Should I buy easyJet shares after a few volatile weeks?
The easyJet (LSE: EZJ) The share price has jumped everywhere over the past two weeks. Volatility is to be expected as the company has given investors plenty to think about. These include a rights issue, a trading update and the rejection of a takeover bid. Through it all, should I be thinking about buying easyJet shares now?
The question of rights
Last week, easyJet announced to the market its intentions to raise funds with a rights issue. A rights issue is a fairly simple and common way to raise funds through the stock market.
In short, it is the company offering existing shareholders the opportunity to buy more shares of the company. In order to make it attractive, new shares are generally offered at a reduced price. The difference between the current price and the discounted price is called the value of the right. Investors can either accept the offer or sell the right to someone else.
For easyJet, the rights issue is expected to raise £ 1.2 billion, with existing shareholders having the option to buy 31 shares for 47 shares already held. This discount should be around 35%.
In theory, it is at the ex-rights price that easyJet shares should find fair value. However, in practice this does not always happen and stocks may trade higher or lower than the theoretical price should be once the dust settles.
Other news to digest
What was more interesting to me was the other news that came out. First of all, I thought the trading update offered a positive outlook.
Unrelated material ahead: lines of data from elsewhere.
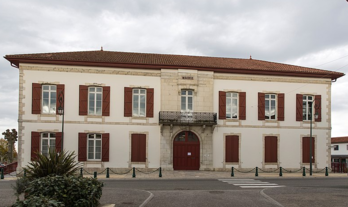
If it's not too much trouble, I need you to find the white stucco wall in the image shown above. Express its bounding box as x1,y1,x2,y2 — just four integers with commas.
20,64,161,168
213,75,331,168
19,64,331,169
331,143,348,155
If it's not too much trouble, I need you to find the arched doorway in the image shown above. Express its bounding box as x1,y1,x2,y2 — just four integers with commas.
173,131,200,170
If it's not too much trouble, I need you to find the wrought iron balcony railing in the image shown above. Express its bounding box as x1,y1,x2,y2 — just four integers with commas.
159,111,216,125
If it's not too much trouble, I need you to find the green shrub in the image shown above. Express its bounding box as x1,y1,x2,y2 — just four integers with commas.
25,175,103,207
12,177,30,201
24,150,80,180
12,196,65,207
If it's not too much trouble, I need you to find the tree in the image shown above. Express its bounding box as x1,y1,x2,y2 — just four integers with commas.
0,139,8,163
2,129,18,163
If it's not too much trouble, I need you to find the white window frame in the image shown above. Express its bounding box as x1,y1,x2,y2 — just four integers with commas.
40,132,56,156
180,89,194,112
87,134,102,161
302,95,314,121
226,92,239,119
88,86,103,116
132,88,147,117
265,93,278,120
41,85,57,114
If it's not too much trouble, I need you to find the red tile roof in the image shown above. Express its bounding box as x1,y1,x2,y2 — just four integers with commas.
4,50,344,79
331,137,348,143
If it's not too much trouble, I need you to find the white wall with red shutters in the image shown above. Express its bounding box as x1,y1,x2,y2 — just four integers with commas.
19,64,161,168
213,75,331,169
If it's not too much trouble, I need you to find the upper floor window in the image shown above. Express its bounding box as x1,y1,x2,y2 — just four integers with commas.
181,90,193,111
87,134,102,160
302,95,313,121
124,87,154,117
226,93,238,119
88,87,103,115
133,89,146,116
258,93,285,121
41,133,56,156
265,94,277,120
42,85,57,114
31,83,64,114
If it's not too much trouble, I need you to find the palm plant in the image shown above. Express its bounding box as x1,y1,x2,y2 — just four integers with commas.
24,150,80,179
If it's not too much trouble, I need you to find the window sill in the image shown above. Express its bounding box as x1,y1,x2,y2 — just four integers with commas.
265,119,279,123
84,160,103,164
40,114,60,117
131,161,146,164
132,116,147,120
225,118,239,122
86,115,103,118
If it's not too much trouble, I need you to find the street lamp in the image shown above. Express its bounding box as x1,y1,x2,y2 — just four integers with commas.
309,101,318,176
58,91,64,152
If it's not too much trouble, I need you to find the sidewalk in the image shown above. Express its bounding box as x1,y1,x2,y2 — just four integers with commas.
0,171,348,182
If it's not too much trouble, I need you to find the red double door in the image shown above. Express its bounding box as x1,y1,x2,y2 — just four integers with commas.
173,131,200,170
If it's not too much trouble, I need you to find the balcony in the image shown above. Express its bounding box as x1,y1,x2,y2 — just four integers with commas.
159,111,217,126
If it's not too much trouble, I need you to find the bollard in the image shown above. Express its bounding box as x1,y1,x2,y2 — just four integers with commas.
132,167,135,178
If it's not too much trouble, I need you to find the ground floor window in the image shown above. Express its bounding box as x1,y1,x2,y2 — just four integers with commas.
302,137,315,163
41,133,56,156
225,135,239,162
88,134,102,160
265,136,278,163
131,134,146,162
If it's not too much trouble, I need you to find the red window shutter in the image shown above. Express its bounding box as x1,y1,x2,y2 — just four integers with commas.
56,84,65,114
56,132,63,152
31,83,41,114
314,95,321,122
124,87,133,117
31,132,40,161
102,86,110,116
278,93,285,121
239,92,246,120
296,94,303,121
146,88,154,117
102,133,110,162
265,136,278,163
131,134,146,162
225,135,239,162
219,91,226,119
302,137,315,163
258,93,265,120
79,85,88,116
78,133,87,162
The company has indicated that it expects “Capacity in Q4 2021 will be around 57% of Q4 2019 levels, which is a significant increase over Q3 2021, when easyJet flew 17% of capacity in Q3 2019.”
In fact, in August the UK’s domestic capacity reached 105% of 2019 levels for the company. These ratings show that although the company is not yet operating at full capacity, the trend is positive.
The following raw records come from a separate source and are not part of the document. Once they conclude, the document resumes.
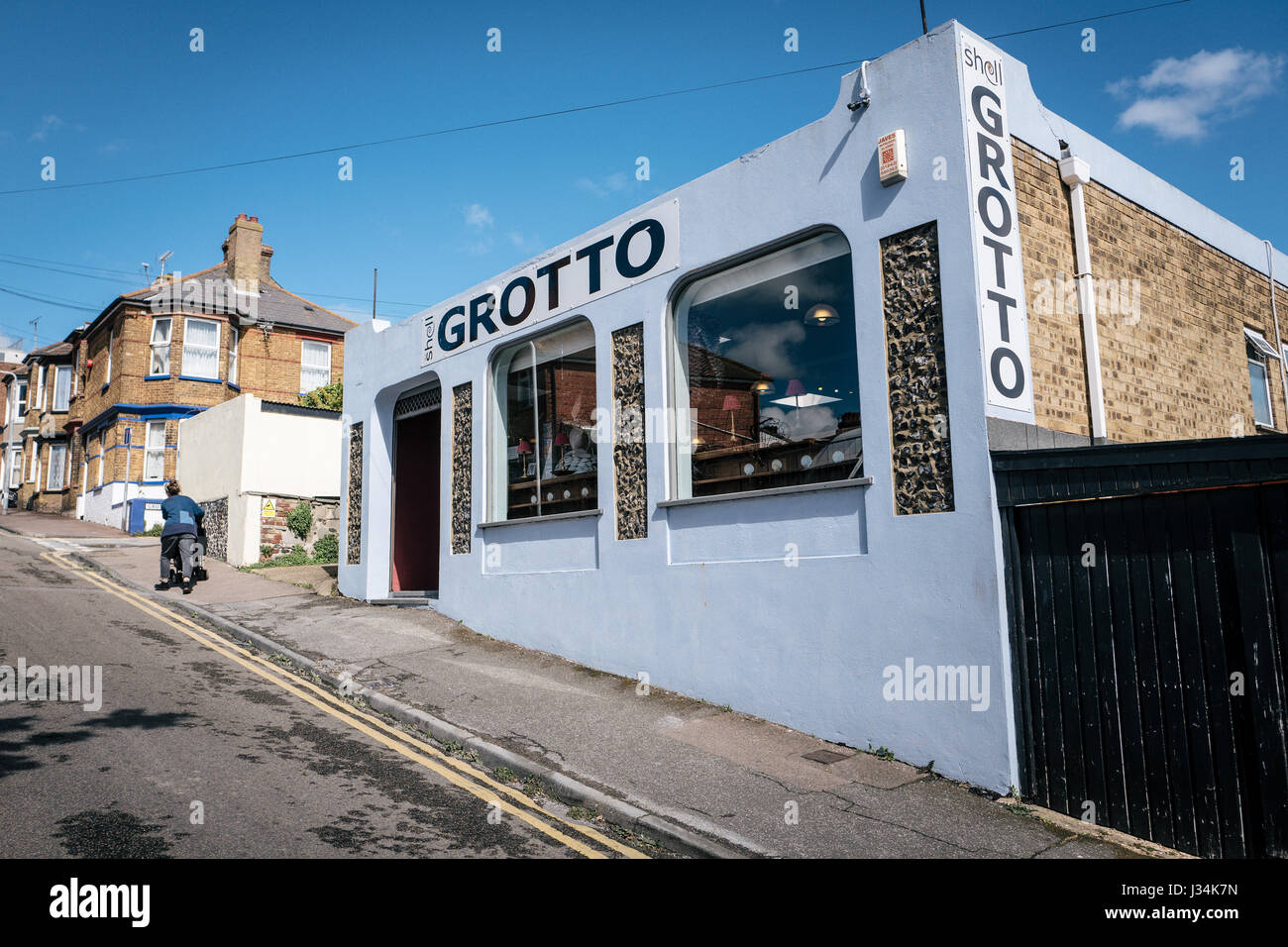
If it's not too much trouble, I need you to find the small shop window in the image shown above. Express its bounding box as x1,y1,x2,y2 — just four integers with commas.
143,421,164,480
300,342,331,394
1243,329,1278,428
671,233,863,498
181,318,219,380
492,320,599,519
149,316,171,374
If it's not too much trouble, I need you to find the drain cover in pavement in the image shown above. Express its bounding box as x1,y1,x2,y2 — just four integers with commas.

Finally, the easyJet title also had to react to an unsolicited takeover bid. The bidder was not specifically mentioned, but insider reports claim it was from a competitor Wizz Air. Either way, the decision was made to reject the offer as it undervalued the company. Still, the fact that another company wants to buy easyJet shows that there is value there.
Lack of conviction on EasyJet shares
Overall, I don’t think the outlook for easyJet shares has fundamentally changed over the past two weeks. The issuance of rights allows more capital to be raised, which allows the company to relieve pressure on cash flow during times of low demand. The trading update is overall positive, but didn’t really surprise me. The takeover bid was rejected and is therefore not expected to impact the value of the shares in the future.
I think easyJet shares could be a good buy for my portfolio in the long term, but could easily go down further depending on how the winter goes with Covid-19. Therefore, I will stay on the sidelines despite recent volatility until I see more clarity on the impact of Covid-19 on the airline.
jonathansmith1 does not hold any positions in the companies mentioned. The Motley Fool UK recommended Wizz Air Holdings. The opinions expressed on the companies mentioned in this article are those of the author and therefore may differ from the official recommendations we make in our subscription services such as Share Advisor, Hidden Winners and Pro. At The Motley Fool, we believe that considering a wide range of ideas makes us better investors.